Étant toutes dotées de quelques forces (je désigne ici avec ce mot, toute faculté d’agir et de souffrir) il doit pouvoir arriver lors de leur mélange qu’elles se heurtent, s’unissent et se séparent. Et de ces actions et réactions, il est nécessaire que chaque nature reçoive des autres des avantages et des désavantages, c’est-à-dire que les natures sensibles peuvent se nuire ou se rendre service mutuellement  et que les natures intellectives dotées d’une très grande activité puissent à la fois être utile et nuisible. Cette possibilité d’être utile et nuisible les unes pour les autres, vient qu’elles sont toutes disposées, pourrait-on dire, en un même endroit, et dotées de la faculté de s’attirer et de voisiner, ordonnée en somme dans le même univers. Et cet appel réciproque, cette mutuelle attraction, cette faculté de s’enrichir mutuellement comme de se détruire, conséquence de leur nature, selon les positions et les conditions qui leur sont opportunes, Dieu ne pouvait les assembler, ni assembler un tout de cette souveraine beauté, que l’univers reflète à nos yeux, sans que ne soit possible, en un temps donné et par action réciproque, un mutuel perfectionnement ou un mutuel préjudice.
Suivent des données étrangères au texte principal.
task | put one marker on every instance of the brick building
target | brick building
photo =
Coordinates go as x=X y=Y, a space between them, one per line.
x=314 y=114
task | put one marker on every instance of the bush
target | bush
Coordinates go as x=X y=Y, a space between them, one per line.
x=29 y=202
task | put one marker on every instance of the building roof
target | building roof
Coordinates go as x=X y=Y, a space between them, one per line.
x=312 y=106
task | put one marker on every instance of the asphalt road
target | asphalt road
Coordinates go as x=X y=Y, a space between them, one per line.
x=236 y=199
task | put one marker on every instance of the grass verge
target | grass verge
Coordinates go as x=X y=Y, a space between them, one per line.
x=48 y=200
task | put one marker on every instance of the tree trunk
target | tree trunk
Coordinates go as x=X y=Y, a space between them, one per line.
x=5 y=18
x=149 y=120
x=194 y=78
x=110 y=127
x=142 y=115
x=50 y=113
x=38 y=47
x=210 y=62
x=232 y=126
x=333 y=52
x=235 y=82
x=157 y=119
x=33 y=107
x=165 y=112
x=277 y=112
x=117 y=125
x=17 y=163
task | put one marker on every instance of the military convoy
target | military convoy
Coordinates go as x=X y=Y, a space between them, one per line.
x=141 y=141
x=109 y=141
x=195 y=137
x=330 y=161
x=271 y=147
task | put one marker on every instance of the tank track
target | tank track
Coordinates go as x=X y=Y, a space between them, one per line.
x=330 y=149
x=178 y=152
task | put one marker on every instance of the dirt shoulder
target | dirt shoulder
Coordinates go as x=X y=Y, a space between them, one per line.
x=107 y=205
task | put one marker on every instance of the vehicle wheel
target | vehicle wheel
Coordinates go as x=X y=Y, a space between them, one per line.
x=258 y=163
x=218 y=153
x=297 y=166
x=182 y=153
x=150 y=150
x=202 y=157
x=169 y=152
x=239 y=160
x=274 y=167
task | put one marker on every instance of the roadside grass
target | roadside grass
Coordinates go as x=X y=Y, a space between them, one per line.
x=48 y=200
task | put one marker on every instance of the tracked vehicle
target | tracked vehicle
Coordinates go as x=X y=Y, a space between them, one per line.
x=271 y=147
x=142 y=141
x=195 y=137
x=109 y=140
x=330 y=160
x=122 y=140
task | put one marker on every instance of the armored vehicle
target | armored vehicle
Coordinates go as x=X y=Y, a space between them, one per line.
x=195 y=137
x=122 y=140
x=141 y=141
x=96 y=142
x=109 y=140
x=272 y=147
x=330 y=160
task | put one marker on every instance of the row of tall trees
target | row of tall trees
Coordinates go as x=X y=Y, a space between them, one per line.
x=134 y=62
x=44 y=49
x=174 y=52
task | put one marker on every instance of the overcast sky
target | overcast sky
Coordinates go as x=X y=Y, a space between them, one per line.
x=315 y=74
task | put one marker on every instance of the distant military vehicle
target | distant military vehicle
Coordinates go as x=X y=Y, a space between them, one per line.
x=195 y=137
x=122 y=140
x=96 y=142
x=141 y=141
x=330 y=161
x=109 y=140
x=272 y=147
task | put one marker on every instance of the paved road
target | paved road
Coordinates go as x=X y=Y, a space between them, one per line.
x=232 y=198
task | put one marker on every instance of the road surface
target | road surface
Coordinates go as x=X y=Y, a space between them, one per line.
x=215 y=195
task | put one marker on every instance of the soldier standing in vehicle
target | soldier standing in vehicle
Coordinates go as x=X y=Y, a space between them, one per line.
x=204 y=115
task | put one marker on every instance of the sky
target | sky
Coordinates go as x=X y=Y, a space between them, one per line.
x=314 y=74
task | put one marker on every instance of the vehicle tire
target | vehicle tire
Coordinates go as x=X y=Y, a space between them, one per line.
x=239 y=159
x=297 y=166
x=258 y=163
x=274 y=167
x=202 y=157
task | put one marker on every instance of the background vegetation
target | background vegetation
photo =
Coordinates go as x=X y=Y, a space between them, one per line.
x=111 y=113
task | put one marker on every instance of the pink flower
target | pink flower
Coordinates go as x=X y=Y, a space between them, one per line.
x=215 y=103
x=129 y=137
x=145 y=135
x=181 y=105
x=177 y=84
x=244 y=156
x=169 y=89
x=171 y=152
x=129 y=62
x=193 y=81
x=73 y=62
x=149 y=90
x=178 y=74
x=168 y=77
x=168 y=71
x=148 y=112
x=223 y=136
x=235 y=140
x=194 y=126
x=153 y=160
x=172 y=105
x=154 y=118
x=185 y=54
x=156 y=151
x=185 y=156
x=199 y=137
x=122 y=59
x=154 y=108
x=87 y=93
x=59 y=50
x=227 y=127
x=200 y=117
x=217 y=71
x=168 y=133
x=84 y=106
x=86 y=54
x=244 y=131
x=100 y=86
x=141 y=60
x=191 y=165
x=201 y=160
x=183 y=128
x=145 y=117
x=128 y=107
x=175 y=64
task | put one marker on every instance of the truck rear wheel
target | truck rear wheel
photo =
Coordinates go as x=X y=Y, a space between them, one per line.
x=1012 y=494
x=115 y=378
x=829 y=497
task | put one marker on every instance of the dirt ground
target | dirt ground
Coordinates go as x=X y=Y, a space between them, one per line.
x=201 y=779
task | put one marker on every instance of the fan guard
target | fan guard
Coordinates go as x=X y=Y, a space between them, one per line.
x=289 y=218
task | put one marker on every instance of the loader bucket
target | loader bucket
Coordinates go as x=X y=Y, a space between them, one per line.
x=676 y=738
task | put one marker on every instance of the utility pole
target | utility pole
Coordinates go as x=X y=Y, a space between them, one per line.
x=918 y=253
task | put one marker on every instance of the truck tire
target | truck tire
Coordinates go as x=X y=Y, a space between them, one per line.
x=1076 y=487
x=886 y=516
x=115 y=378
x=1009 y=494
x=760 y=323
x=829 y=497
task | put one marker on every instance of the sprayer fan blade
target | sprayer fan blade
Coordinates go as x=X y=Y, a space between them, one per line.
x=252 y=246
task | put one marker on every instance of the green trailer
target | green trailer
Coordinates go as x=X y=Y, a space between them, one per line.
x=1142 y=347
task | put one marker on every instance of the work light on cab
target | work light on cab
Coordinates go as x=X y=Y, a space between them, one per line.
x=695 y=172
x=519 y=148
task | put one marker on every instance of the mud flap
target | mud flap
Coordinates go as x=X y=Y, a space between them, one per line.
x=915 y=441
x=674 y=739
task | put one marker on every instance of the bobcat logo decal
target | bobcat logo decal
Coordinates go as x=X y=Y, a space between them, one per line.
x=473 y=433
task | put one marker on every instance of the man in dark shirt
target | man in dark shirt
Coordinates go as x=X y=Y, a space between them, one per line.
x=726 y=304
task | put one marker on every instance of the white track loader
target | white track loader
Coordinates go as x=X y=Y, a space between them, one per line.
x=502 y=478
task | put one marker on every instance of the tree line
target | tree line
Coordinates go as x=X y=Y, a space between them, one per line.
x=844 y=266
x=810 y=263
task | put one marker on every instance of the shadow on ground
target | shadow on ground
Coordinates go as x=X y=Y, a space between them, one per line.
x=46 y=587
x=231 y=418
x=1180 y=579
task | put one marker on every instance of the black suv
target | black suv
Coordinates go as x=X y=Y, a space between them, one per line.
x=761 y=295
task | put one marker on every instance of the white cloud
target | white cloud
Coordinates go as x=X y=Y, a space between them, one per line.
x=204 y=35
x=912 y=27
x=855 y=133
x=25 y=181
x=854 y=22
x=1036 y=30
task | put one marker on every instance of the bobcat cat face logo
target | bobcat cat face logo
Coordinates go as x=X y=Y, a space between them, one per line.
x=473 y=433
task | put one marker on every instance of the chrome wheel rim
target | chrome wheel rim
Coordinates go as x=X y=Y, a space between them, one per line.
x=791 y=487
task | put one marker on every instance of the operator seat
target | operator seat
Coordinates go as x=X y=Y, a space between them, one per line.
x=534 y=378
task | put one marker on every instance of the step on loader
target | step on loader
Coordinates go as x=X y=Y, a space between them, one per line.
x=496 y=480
195. Reprenons : le mal n’est rien d’autre qu’un manque, et non quelque substance, quelque quantité positive d’une substance ; il n’y a aucune cause positive qui le produit, et il n’est besoin d’aucun principe essentiellement malfaisant pour en expliquer l’existence ; Dieu qui remplit toute chose de sa bonté ne rend point le mal impossible ; ce manque que l’on nomme mal, n’est que l’action de la nature limitée quant elle contrevient à sa fin ; les créatures limitées sont le sujet du mal ; cette limitation ou cette aptitude à l’erreur (ce qui est la même chose) est co-naturelle à toutes les créatures et il serait parfaitement absurde de penser que celles-ci pussent en  être privées, car, si c’était le cas, elles seraient infinies comme l’est le Créateur, éternelles comme lui, indépendantes comme lui, en un mot, elles seraient lui, c’est-à-dire qu’elles devraient être créature sans avoir été créées, ce qui est une contradiction. Car la possibilité du mal à laquelle sont soumises les créatures est métaphysiquement nécessaire, si bien que pas même la toute-puissance de Dieu ne peut faire que le mal ne soit pas, s’il veut que les créatures soient les siennes.

Par conséquent, ni la nature du mal, ni la possibilité du mal, ou (ce qui est pareil), la limitation de la nature,  n’est une objection à la sainteté et perfection divine ni ne la contredit : la première parce qu’elle est une amère privation, et la seconde parce qu’elle est  nécessaire à toutes les créatures créées et à créer.

[10] L’on démontre ici par quel lien la privation, qui est ce que l’on appelle mal, se réfère aux limites naturelles de la créature. Cette limitation (que certain appelle improprement mal métaphysique), est différente de la privation, qui est ce que l’on nomme mal au sens commun ; comme de toutes les deux diffèrent la négation. Négation, limites,  privation, sont trois mots de signification affine, mais différentes, et il convient d’en préciser les définitions :

1.        Négation a un sens plus étendu que les deux autres, et sert à désigner le manque ou la non existence de quelque chose, peut importe laquelle.

2.        Limitation a un sens plus large que la privation, et indique la  négation de quelque entité considérée comme étant une partie d’une autre qui, si elle n’est pas nécessaire à la chose, est exclue de la nature de cette chose, et s’appelle limitation naturelle.

3.        Privation désigne la limitation contre nature, le manque d’une entité de la nature de la chose recherchée, comme par exemple la fin de l’acte qui est requise de la nature de l’acte.

 Lorsque l’on pense à un homme qui n’est pas, et qui seulement pourrait être, l’on pense à une négation ; lorsque l’on pense à ce qui manque à un homme qui est, même quand il a tout ce qui doit avoir, et à qui manque autant de mesure ou de force qu’il est possible à la nature humaine d’avoir, l’on pense à une limite naturelle. Et enfin, lorsque l’on pense à une main dont un homme est privé, ou à quelque chose qu’il pourrait ou devrait avoir selon sa nature, l’on pense à une privation, et donc à un mal de l’homme.